Vous permettez au Funambule : agréable dîner d’une famille en composition

Dans un comique de boulevard sans prétention, Vous permettez nous plonge dans un vrai-faux dîner de famille où quiproquos, non-dits et révélations s’enchaînent. Une joute verbale bien menée et distrayante, jusqu’au 1er février 2026 au Théâtre du Funambule Montmartre.

La table du restaurant est ordonnée. Les verres à pied sont disposés, de l’eau est servie et une bouteille de vin rouge attend sagement les convives. « On vous attendait », lancent Richard (Xavier Thiam) et Maureen (Pénélope Perdereau) à Paulo et Laura (Salomé Mandelli et Julien Héteau). Les deux couples ne se connaissent pas encore. Pourtant ils sont intimement liés : leurs enfants « se fréquentent depuis deux ans ».

Stupéfaction chez Richard et Maureen. « Elle ne nous avait rien dit ». Les verres se remplissent, le désordre apparaît. Dans cette confrontation entre deux couples que tout oppose – l’un chirurgien-dentiste rigoureux et mère au foyer, l’autre professeure de français et informaticien peu consciencieux -, les dissensions sont servies froides autour de la table.
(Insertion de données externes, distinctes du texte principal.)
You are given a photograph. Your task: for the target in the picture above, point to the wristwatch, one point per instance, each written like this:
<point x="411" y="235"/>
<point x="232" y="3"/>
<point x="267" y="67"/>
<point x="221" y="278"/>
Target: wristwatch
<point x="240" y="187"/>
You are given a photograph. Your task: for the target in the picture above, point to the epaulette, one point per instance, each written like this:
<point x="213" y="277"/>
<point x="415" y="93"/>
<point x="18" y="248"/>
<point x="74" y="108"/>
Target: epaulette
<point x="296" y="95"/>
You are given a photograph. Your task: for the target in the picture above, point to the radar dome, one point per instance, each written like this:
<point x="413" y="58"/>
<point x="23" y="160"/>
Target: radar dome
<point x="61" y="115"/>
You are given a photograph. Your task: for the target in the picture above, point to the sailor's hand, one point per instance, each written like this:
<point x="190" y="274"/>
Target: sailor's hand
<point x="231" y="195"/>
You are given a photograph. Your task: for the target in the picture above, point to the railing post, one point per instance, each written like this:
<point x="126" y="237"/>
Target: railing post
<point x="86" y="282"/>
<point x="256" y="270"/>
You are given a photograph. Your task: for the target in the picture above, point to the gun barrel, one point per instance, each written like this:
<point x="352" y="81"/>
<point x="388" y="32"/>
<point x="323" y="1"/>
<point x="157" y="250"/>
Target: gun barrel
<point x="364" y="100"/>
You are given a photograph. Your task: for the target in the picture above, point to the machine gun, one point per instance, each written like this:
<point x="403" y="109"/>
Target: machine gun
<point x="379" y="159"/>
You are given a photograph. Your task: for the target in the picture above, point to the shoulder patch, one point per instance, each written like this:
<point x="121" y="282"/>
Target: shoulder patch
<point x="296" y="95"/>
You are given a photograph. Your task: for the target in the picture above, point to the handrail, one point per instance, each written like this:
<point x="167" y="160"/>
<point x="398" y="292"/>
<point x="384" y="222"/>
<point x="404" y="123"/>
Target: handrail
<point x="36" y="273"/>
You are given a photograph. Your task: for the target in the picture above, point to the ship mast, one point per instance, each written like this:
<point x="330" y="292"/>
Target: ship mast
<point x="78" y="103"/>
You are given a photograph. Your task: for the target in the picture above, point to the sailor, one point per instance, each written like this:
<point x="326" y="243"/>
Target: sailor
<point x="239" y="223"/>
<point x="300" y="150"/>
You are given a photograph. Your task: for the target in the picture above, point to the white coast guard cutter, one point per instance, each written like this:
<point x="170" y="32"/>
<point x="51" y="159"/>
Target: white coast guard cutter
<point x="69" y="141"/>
Piques appuyées ou sous-entendus vaguement masqués, Vous permettez nous embarque dans un dîner de famille en composition. Les deux couples représentent à leur manière un archétype. Richard et Maureen sont des quinquagénaires qui ont réussi ; bourgeois et fiers de l’être. Paulo et Laura, quant à eux, représentent ce jeune couple quelque peu branché car déconnecté et aux moeurs libres : une femme forte qui travaille et qui se permet avec un malin plaisir de contredire son compagnon en public ; un homme où le laisser-aller est affiché comme une réussite.

Opposition, transition, digestion

Dans une construction extrêmement classique, Manon Rony, auteure de la pièce et de la mise en scène, parie avant tout sur le dynamisme de ses acteurs pour porter cette comédie (1h15). Le registre du quiproquo, à l’instar d’un Dîner de Cons ou d’un Prénom, est usé jusqu’à la corde par Vous permettez.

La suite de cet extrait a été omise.